In an earlier conference call with investors, Amgen said monthly copayments for Medicare payments before the price cut ranged from $280 to $370 and that as many as 75% of patients walk away or never fill the prescription. The new list price was expected to reduce patient costs to $25 to $150 a month.
I wrote an “explainer” yesterday about the Trump administration’s proposal to replace the current system of rebates paid by drug manufacturers to benefit managers with direct discounts for patients at the pharmacy.
The proposed rule published by HHS in January is designed “to lower prescription drug prices and out-of-pocket costs by encouraging manufacturers to pass discounts directly on to patients and bring new transparency to prescription drug markets.”
The Trump Administration and HHS are pulling back the curtain on complex deals involved in the drug purchasing chain, targeting the “rebates” that flow through the $325-billion-a-year prescription drug spending pipeline. Drug companies pay rebates (and an administrative fee) to Pharmacy Benefit Managers (PBMs) in exchange for priority placement on drug “formularies”—the list of drugs the plans cover.
The rebate reform proposal has the “potential to be the most significant change in how Americans’ drugs are priced at the pharmacy counter, ever, and finally ease the burden of the sticker shock that millions of Americans experience every month for the drugs they need,” HHS Secretary Alex Azar said.
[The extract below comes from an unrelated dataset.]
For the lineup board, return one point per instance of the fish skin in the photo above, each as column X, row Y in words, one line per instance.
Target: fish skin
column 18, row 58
In response to questions about why one PBM had not improved access and affordability for PCSK9s by moving Medicare patients to more preferred co-payment categories or “tiers,” Express Scripts spokesman Phil Blando told Inside Health Policy there are bureaucratic impediments:
“Because both versions of Repatha share an identifier used for formulary submissions to CMS, plans currently cannot submit unique tier placements for each available NDC, while both remain marketed,” Blando explained. “Current tier placement reflects the latest CMS approved formulary submission of this identifier in a Specialty tier. We have reached out to CMS for clarity and are awaiting a response on how to proceed with formulary placement for both versions of the drug.”
This confusion exists for patients too. The Familial Hypercholesterolemia (FH) Foundation recently wrote of the challenges that patients are having in accessing these medicines at more affordable prices.
“The FH Foundation welcomes the pricing transparency and lower list price…Unfortunately, the FH Foundation continues to hear from individuals with FH who are on Medicare Part D plans that they face out-of-pocket costs over $500 to as high as $1,379,” it wrote in a blog post.
“This suggests that Medicare Part D insurance plans have not yet adopted the newer lower price available for Repatha and continue to charge patients a coinsurance based on the previous higher list price…The FH Foundation encourages insurance plans and pharmacy benefit managers [to] adopt the lower list price as soon as possible and pass savings on to patients. Lives depend on it.”
With this uncertainty in the marketplace and the clear message that patients want access to lower priced medicines, the administration could step in and issue guidance to plans and PBMs about how they should respond to list price reductions in the marketplace in terms of formulary placement.
This could accelerate access to the lower prices for Medicare patients, and it would a tangible first step in demonstrating savings for patients as the administration works towards the larger macro-level reforms it is proposing with its rebate rule.